Tip 5: Take care of the technical aspects
This tip provides technical tools to address Tip 3’s limits. Biomedical datasets are outpacing Moore’s law, fueled by high-resolution imaging, next-generation sequencing, and continuous remote monitoring [51]. Harnessing hardware accelerators and distributed frameworks enables laboratories to iterate on large models while keeping training times practical [52,53]. Yet raw speed is only one side of the coin: computation, energy, and memory footprints also matter [54]. Techniques such as mixed-precision training, quantization, pruning, and knowledge distillation can shrink model size without sacrificing diagnostic accuracy [55].
Prototype notebooks often graduate directly into production dashboards, accumulating hidden technical debt that hampers future innovation [39]. Adopting modular, version-controlled pipelines, augmented with automated unit and integration tests and infrastructure-as-code templates, helps systems remain malleable while satisfying good machine-learning-practice guidelines [56].
Biomedical ML must satisfy both domain-agnostic and domain-specific regulation [11,12,57]. Core practices include strict data-provenance logging, privacy-preserving pipelines, and routine model-governance audits that trace every prediction back to a versioned model artifact and dataset snapshot [56,58,59]. This is tightly connected with the concept of accountability [60,61] requiring continuous monitoring, standard governance artifact, sign-off from domain experts, data stewards, and compliance officer.
Classic benchmarks seldom capture the nuances of real-world clinical deployment [62]. In addition to accuracy, teams should track diverse metrics and log every experimental choice to facilitate audits and exact reproduction during publication or regulatory review [63,64]. The rise of billion-parameter foundation models introduces further operational burdens: teams must track the provenance of web-scale training corpora, expunge sensitive content, and apply safe, domain-specific fine-tuning [56]. Table 1 presents typical scopes along with the associated tasks and libraries that handle the technical aspects.
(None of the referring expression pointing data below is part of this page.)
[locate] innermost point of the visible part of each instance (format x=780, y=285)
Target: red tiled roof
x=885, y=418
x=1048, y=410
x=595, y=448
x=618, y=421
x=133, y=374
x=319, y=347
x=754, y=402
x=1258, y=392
Tip 6: Take care of the ethical aspects
This tip offers ethical tools to complement Tip 3’s boundaries. Systematic biases in electronic health records, biobanks, or imaging repositories can propagate directly into clinical-decision tools, widening existing health disparities [35,65]. Before model development, audit cohort composition with respect to sensitive attributes and simulate counterfactual performance gaps using a-priori fairness metrics. If substantial imbalance is detected, apply pre-, in-, or post-processing mitigation strategies.
Regulators increasingly expect human-interpretable rationales for ML-driven recommendations in patient care [36,66]. Use explainable models by design where feasible, or apply post-hoc methods when interpretability must be added after training. Combine model-specific tools (for example, gradient-based) with model-agnostic ones (for example, perturbation-based) to strengthen trust. Global explanations should confirm alignment with biomedical mechanisms, while local explanations—whether feature-based or example-based—should provide per-patient justifications that clinicians can assess. Natural and adversarial perturbations to medical images can flip a cancer diagnosis, and data-poisoning attacks can smuggle malicious correlations into federated genomic models [37]. Before clinical validation, subject the entire inference stack to testing, formal verification for worst-case guarantees on high-risk thresholds, and scenario-based simulations that probe rare but plausible edge cases [67].
Strict data-protection regimes restrict the handling of personal biomedical data [38]. Differential privacy and secure multiparty computation have matured to the point where they can be embedded into everyday ML pipelines. If data sovereignty laws prevent centralization, consider federated or split-learning protocols backed by secure multiparty computation or homomorphic encryption. Table 2 presents typical scopes along with the associated tasks and libraries that handle the ethical aspects.
Tip 7: Leverage the domain knowledge
In biomedical ML, integrating domain knowledge is essential for trustworthiness [17]. Biomedical expertise shapes datasets, model design, and interpretation, provides insights that align ML with biomedical logic, and grounds models in scientific reasoning.
Domain knowledge can be integrated at three key stages: pre-processing, in-processing, and post-processing [17].
In pre-processing, biological priors guide feature selection, engineering, and cleaning. For example, biomarkers or gene pathways help prioritize variables in genomics, while domain expertise informs experiments that capture disease heterogeneity and patient subpopulations [68].
In-processing embeds constraints directly into the learning objective [17]. This includes regularization enforcing monotonicity or conservation laws, and hybrid models that combine empirical data with physics-based simulators. Such strategies improve generalization and reduce biologically implausible results under distribution shifts [69].
Post-processing ensures outputs comply with clinical rules or logical constraints, such as disease taxonomies [70]. This step makes predictions more actionable and reliable. For example, one could exploit KEGG pathways in genomics [71] to validate prediction of biomedical annotations made on the Gene Ontology database [72]. Table 3 presents typical scopes along with the associated tasks and libraries to leverage domain knowledge.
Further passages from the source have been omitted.